- Theatrical release poster
- Directed by: Sabal Singh Shekhawat
- Written by: Sabal Singh Shekhawat
- Produced by: Sabal Singh Shekhawat
- Starring: Rahul Khanna; Arjun Mathur; Shivani Ghai; Monica Dogra; Aadya Bedi;
- Cinematography: Shanker Raman
- Edited by: Shan Mohammed
- Music by: Zubin Balaporia
- Distributed by: Wild Geese Pictures
- Release date: 31 October 2014;
- Running time: 105 minutes
- Country: India
- Language: Hindi

= Fireflies (2014 film) =

Fireflies is a 2018 Bollywood drama film, directed and produced by Sabal Singh Shekhawat. The language of the film is mostly in English. The film has an ensemble cast, which includes Rahul Khanna, Arjun Mathur, Shivani Ghai, Monica Dogra and Aadya Bedi. This film is written and produced by the director Sabal Singh.

==Plot summary==

The film is a story of a family having two brothers and a sister. Story based in lifestyle of Mumbai where they struggle for love, and companionship.

== Cast ==
- Rahul Khanna as Shiv
- Arjun Mathur as Rana Rathore
- Shivani Ghai as Sharmila
- Monica Dogra as Michelle
- Aadya Bedi as Maya
- Arjun Deswal as Young Shiv
- Kunaal Kyhaan as Young Shiv

==Critical response==
NDTV rated the film 3.5 out of 5 stars, and said "Fireflies is an imperfect film about flawed characters who disguise their spiritual ennui in tailored postures of sophistication.
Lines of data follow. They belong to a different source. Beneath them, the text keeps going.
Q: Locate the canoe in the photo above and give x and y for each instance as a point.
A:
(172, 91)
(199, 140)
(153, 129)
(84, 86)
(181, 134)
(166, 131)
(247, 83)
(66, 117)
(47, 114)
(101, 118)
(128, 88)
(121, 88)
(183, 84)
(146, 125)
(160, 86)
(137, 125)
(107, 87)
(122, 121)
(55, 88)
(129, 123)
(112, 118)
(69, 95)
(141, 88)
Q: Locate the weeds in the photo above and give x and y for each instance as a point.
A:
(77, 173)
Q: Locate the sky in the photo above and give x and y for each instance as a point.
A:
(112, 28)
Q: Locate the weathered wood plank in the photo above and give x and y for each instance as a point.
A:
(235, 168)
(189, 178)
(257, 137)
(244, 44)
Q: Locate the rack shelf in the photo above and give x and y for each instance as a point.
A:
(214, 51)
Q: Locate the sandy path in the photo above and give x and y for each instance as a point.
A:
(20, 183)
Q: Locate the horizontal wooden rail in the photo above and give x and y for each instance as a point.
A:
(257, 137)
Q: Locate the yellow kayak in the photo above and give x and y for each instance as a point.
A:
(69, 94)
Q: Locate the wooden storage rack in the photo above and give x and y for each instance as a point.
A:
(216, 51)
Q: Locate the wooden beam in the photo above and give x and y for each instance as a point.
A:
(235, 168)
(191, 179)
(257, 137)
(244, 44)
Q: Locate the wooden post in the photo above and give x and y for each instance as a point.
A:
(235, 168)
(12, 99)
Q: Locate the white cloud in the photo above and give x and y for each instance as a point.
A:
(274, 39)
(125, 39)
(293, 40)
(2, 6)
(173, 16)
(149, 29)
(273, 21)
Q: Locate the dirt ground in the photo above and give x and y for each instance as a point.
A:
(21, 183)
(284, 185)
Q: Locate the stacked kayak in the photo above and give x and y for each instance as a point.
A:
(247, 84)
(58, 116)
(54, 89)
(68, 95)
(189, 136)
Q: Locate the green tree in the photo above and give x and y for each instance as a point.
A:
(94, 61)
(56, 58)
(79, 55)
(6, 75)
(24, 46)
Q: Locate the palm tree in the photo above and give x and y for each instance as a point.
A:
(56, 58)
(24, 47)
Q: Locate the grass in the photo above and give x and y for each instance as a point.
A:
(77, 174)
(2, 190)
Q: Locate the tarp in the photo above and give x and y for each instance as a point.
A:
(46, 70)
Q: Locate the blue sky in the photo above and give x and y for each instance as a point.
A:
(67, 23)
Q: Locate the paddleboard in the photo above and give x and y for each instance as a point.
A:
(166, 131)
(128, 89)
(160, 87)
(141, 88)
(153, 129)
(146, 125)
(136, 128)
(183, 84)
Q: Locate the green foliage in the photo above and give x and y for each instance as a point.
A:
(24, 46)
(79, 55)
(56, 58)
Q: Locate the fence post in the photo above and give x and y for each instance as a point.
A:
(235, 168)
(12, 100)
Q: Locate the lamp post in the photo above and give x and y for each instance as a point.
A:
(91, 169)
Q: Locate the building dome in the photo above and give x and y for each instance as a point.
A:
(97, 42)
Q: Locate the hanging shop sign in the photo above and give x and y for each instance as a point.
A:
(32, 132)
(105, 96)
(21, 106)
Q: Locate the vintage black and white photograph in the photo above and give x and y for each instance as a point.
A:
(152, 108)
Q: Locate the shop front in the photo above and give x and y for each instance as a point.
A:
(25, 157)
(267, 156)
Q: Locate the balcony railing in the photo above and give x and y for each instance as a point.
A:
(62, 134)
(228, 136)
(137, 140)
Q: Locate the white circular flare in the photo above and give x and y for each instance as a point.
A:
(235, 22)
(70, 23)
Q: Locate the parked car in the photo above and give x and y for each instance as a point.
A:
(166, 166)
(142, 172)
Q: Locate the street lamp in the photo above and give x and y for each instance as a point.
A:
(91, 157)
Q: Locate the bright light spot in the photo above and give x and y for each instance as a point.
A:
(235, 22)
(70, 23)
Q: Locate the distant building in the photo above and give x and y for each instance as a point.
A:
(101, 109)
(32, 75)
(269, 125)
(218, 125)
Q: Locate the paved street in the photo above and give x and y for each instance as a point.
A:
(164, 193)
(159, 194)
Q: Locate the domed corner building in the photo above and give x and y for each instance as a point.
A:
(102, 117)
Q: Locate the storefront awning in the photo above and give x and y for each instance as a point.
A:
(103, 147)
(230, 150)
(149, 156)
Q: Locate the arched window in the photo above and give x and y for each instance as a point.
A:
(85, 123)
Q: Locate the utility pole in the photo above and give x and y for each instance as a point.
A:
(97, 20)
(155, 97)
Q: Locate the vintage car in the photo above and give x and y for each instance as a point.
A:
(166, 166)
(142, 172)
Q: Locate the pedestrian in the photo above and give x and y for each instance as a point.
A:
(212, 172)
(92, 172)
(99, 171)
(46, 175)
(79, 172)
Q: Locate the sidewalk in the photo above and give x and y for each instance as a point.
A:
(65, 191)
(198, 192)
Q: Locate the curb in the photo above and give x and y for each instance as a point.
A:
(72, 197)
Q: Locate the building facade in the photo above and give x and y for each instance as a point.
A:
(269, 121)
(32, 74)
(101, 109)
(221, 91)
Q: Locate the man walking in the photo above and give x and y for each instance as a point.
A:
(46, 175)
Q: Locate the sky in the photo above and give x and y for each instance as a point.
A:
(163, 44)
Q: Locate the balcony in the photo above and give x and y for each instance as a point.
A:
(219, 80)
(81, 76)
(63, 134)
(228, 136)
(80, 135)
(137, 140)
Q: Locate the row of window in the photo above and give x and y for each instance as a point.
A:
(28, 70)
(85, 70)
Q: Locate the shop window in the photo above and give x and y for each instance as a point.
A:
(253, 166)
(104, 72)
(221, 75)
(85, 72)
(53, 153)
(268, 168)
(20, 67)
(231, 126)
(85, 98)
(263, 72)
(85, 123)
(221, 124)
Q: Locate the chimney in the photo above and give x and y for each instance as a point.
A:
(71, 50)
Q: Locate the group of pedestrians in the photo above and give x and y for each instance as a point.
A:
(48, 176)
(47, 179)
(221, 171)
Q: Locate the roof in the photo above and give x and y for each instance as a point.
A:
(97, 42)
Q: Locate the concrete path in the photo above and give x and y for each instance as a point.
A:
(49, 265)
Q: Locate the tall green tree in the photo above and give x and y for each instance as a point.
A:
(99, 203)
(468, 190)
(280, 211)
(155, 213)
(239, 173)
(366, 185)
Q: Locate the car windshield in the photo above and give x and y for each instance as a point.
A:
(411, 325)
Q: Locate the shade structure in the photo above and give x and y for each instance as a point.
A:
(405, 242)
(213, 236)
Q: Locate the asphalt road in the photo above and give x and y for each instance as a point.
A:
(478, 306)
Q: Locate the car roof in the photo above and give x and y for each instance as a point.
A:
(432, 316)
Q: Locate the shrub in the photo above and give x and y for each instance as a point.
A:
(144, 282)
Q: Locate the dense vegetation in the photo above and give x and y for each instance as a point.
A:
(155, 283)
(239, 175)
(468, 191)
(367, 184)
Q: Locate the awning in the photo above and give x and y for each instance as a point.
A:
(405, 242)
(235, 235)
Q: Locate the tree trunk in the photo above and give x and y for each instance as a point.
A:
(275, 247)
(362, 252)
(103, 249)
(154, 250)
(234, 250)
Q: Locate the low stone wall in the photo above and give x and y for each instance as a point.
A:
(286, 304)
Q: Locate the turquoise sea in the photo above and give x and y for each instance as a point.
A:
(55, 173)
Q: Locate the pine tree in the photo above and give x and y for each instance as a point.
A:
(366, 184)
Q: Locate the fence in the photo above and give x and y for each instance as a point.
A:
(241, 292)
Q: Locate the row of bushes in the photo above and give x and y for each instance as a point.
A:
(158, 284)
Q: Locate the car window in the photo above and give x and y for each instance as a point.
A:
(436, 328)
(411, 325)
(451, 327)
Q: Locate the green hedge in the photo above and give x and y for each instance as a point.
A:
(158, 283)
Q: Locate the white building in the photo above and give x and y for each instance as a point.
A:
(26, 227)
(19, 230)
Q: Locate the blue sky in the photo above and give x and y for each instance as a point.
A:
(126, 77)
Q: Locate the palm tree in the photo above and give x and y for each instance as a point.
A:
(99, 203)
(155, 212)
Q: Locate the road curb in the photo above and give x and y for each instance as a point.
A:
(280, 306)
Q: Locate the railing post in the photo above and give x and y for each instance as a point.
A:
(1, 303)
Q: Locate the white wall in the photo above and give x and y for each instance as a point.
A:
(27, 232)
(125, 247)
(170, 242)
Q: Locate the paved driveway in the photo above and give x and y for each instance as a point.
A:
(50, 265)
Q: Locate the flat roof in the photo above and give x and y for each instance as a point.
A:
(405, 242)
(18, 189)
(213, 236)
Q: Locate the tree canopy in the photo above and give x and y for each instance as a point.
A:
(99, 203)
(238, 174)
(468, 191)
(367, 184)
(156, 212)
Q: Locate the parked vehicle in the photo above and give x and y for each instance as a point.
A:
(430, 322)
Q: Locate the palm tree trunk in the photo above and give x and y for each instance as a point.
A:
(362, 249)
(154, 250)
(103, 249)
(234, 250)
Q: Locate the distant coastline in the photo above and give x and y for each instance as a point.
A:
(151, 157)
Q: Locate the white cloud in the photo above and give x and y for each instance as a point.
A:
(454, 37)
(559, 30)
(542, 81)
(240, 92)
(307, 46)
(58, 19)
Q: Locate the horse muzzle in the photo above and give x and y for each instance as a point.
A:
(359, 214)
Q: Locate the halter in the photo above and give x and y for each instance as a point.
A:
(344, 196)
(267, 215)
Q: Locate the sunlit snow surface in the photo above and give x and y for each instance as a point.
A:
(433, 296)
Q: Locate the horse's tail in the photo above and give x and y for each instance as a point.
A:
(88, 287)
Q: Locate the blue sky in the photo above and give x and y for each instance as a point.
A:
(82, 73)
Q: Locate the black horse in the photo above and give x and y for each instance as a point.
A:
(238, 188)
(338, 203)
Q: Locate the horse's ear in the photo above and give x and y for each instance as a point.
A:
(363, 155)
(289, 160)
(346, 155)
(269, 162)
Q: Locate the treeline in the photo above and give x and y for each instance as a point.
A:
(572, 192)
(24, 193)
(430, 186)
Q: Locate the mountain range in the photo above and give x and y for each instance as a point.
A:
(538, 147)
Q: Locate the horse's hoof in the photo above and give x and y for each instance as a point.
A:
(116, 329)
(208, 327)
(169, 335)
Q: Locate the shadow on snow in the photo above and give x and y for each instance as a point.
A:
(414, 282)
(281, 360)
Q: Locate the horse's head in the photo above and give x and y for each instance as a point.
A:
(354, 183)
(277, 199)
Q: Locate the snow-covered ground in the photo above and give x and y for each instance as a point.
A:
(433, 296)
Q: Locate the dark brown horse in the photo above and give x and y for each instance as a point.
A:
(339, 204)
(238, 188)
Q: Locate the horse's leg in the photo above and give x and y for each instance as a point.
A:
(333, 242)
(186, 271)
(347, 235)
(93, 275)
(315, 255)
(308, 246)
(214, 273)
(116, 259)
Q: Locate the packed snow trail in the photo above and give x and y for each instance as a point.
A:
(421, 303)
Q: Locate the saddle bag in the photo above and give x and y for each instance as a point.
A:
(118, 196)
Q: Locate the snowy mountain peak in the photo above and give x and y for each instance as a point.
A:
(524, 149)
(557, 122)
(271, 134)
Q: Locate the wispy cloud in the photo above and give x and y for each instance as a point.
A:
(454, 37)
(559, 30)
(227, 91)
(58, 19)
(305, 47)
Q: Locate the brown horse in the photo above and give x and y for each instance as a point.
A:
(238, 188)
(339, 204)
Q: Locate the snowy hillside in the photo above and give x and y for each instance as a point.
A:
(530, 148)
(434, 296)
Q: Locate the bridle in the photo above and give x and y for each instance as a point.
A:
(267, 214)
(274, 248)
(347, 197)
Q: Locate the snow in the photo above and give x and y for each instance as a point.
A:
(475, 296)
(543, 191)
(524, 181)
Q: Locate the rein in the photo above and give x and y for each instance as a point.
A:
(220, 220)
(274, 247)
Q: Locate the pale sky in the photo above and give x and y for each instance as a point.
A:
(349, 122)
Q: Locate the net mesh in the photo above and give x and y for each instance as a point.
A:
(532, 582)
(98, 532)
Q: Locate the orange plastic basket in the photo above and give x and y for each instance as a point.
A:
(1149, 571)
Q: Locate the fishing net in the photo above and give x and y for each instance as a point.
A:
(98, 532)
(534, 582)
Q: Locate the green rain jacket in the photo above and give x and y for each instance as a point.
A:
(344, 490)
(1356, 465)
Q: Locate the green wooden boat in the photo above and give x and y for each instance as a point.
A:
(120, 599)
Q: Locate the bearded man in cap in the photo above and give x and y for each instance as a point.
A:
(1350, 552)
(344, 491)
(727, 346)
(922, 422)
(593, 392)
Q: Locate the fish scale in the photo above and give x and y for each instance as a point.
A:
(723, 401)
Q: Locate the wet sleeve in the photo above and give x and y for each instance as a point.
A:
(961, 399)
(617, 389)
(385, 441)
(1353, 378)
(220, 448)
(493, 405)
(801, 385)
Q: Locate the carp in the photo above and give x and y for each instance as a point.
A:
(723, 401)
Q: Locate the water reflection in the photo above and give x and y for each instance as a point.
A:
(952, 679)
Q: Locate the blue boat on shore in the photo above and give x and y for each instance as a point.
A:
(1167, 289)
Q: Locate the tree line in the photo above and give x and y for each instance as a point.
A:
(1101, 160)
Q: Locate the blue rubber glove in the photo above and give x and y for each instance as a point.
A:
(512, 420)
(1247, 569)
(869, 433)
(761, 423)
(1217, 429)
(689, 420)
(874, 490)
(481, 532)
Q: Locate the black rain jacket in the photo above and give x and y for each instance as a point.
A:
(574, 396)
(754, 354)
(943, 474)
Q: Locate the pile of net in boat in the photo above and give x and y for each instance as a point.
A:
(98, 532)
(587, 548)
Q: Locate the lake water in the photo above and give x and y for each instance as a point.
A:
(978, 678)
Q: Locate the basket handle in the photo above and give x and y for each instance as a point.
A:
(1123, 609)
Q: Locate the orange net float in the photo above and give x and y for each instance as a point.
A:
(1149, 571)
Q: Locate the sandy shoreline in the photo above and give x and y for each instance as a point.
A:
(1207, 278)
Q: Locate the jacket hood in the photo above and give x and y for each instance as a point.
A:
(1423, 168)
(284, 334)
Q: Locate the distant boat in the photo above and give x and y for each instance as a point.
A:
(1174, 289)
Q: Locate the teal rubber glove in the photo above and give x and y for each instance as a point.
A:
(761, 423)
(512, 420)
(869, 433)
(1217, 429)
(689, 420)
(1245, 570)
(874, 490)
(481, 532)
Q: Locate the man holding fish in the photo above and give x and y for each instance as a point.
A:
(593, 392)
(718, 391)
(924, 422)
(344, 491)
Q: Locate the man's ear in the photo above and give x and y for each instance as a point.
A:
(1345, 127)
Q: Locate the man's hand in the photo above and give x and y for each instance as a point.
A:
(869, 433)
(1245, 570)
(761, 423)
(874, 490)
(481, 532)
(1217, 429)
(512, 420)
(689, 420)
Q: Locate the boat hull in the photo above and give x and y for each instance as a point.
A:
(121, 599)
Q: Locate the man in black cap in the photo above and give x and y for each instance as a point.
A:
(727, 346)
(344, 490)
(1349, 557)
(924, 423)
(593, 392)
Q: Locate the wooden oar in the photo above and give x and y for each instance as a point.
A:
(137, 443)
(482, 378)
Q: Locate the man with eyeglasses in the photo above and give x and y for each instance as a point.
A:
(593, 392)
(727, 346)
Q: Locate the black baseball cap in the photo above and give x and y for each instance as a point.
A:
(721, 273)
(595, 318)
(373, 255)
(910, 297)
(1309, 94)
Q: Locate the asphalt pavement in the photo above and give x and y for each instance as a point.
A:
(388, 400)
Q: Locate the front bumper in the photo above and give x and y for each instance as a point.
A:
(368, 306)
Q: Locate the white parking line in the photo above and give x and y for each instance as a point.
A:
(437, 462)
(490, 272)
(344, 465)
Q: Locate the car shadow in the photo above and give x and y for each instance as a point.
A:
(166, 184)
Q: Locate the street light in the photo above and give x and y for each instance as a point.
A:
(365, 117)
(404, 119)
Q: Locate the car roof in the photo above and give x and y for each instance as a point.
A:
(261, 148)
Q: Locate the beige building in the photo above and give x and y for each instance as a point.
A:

It's not a great film. But it's sincere and a largely well-crafted piece of cinema about fractured lives frozen in compromised relationships". Indian Express rated the film 1.5 out of 5 stars. Sweta Kaushal of Hindustan Times gave the film 1.5 out of 5 stars taking on originality, said that "The well-meaning plot of Fireflies is totally wasted for a singular lack of imagination and the over-dependence on stereotypes. Skip this one, unless you are looking for a depressing movie that only confirms to all norms of cliches in the name of an Indie film". Renuka Vyavahare of The Times of India gave the film 2.1 out of 5 stars.